Alternator: Description and Operation

Alternators are composed of the same functional parts as the conventional D.C. generator but they operate differently: The field is called a rotor and is the turning portion of the unit. A generating part, called a stator, is the stationary member, comparable to the armature in a D.C. generator. The regulator, similar to those used in a D.C. system, regulates the output of the alternator-rectifier system.
The power source of the system is the alternator. Current is transmitted from the field terminal of the regulator through a slip ring to the field coil and back to ground through another slip ring. The strength of the field regulates the output of the alternating current. This alternating current is then transmitted from the alternator to the rectifier where it is converted to direct current.
These alternators employ a three-phase stator winding in which the phase windings are electrically 120° apart. The rotor consists of a field coil encased between interleaved sections producing a magnetic field with alternate north and south poles. By rotating the rotor inside the stator the alternating current is induced in the stator windings. This alternating current is rectified (changed to D.C.) by silicon diodes and brought out to the output terminal of the alternator.
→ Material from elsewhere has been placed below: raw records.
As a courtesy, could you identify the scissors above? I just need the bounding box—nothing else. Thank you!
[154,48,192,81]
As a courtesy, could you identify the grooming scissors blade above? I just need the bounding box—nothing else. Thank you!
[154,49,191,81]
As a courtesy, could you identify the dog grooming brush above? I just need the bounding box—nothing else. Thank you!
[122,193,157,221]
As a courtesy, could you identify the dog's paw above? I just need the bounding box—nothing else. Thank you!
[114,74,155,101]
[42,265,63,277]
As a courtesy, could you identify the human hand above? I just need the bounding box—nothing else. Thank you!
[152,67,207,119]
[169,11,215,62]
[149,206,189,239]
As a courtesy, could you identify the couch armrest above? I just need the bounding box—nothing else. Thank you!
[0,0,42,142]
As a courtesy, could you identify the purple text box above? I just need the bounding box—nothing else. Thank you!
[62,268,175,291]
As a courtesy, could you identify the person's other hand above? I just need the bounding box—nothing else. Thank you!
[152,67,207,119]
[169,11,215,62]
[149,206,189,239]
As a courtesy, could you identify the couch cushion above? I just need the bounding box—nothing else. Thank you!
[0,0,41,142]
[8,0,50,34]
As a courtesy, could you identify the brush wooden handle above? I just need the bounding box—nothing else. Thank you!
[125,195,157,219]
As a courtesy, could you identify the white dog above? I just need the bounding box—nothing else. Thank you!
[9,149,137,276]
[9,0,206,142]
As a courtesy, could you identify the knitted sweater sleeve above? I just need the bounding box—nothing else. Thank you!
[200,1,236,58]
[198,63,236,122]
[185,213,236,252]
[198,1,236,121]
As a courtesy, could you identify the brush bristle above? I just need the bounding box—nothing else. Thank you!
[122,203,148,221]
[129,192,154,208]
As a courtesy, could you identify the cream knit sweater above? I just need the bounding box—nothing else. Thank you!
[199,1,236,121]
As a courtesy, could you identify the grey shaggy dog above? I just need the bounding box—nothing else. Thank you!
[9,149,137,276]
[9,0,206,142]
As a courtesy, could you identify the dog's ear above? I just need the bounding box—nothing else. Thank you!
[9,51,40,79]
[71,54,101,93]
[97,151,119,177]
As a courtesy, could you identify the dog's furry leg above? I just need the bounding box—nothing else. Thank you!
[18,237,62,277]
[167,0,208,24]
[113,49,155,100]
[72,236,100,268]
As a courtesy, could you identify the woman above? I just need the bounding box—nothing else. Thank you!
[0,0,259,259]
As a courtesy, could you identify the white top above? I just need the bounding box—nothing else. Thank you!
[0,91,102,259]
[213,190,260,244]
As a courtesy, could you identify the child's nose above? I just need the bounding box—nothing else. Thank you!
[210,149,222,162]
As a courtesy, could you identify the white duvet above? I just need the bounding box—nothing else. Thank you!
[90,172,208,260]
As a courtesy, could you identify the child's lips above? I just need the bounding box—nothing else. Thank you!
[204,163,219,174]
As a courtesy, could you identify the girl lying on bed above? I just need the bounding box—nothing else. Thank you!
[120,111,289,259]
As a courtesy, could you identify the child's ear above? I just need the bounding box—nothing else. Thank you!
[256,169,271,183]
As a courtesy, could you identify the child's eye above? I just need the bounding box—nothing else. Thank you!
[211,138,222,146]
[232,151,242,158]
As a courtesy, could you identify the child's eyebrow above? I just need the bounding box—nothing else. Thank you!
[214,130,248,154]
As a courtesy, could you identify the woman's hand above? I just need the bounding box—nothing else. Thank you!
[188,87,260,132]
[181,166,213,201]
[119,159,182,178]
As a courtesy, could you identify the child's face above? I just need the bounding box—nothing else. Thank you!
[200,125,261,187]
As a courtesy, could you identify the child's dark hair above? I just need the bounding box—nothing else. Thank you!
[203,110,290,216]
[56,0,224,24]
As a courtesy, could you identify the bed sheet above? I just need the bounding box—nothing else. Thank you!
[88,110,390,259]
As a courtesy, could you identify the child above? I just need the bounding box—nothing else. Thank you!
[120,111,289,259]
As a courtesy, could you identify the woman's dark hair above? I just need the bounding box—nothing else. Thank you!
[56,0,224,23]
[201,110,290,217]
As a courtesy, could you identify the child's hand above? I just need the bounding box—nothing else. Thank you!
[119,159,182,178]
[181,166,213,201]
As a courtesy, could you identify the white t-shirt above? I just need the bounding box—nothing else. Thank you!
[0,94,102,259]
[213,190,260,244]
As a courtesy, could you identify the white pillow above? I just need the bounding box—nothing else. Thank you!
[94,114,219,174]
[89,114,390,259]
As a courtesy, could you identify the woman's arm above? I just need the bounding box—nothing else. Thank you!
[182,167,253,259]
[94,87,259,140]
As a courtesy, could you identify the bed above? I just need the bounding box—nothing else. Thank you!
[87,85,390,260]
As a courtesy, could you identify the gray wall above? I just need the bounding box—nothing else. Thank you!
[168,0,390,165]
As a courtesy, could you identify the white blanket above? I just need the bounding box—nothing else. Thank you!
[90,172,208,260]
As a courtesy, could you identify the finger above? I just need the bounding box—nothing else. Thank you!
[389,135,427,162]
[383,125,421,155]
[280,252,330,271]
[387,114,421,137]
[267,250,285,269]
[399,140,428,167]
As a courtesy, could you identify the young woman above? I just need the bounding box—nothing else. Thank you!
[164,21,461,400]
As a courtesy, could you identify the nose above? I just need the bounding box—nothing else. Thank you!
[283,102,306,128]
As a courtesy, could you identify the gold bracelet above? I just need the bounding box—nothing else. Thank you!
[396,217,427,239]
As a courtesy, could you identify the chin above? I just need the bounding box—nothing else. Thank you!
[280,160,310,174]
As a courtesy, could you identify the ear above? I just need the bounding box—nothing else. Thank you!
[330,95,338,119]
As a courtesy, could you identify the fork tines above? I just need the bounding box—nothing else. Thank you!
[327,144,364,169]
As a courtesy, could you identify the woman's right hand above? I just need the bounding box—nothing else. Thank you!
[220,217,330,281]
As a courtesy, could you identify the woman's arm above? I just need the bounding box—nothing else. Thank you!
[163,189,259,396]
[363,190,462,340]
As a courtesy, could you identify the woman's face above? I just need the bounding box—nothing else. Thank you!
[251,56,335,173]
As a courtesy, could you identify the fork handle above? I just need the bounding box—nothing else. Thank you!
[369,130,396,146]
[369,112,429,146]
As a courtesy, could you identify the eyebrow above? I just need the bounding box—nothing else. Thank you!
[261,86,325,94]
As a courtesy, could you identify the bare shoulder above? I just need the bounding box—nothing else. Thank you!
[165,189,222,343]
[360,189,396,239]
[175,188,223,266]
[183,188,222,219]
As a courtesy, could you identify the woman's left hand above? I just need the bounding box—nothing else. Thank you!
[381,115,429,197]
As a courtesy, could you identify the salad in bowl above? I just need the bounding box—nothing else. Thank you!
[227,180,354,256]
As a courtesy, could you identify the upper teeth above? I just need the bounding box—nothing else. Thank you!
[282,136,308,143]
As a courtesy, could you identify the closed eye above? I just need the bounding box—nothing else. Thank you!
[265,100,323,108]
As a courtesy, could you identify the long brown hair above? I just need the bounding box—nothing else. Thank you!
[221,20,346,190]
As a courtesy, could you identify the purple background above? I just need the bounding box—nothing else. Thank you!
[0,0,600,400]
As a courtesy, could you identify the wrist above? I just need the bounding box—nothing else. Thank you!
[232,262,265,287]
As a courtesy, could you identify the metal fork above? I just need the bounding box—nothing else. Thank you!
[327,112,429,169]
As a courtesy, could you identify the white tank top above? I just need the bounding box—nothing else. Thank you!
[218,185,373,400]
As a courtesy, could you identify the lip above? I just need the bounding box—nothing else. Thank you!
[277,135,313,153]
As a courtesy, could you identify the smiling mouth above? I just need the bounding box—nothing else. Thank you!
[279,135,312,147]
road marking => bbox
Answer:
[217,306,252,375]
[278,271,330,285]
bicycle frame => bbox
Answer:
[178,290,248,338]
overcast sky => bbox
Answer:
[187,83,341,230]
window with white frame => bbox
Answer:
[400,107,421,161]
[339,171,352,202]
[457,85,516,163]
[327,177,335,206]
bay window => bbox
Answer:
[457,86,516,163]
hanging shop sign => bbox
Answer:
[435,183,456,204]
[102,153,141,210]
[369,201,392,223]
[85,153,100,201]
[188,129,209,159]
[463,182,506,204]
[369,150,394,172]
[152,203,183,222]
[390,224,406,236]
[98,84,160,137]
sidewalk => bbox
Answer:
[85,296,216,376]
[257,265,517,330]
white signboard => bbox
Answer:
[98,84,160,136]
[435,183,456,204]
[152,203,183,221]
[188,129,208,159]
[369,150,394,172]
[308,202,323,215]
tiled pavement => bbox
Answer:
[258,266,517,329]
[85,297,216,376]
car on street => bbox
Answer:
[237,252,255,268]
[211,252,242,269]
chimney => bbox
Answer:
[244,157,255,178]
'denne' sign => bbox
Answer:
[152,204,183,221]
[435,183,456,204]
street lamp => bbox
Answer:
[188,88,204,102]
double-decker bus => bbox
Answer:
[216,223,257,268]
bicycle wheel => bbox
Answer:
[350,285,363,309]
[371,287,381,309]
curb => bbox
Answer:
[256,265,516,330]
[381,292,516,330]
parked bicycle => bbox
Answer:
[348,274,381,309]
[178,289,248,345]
Fig. 1 Bosch 90 Amp Alternator:

This alternator is conventional design, Fig. 1, with rotor magnetic field spinning within the stationary stator windings. The rotor is supported in the housing on ball bearings which are pressed on the shaft. Field current is supplied through the brush set that rides against the rotor slip rings. Because voltage is induced in ``Wye'' wound stator which produces alternating current, a rectifier assembly is installed between stator and alternator output terminal. The rectifier assembly contains six positive and six negative silicon diodes that allow only the positive side of alternating current to reach the output terminal.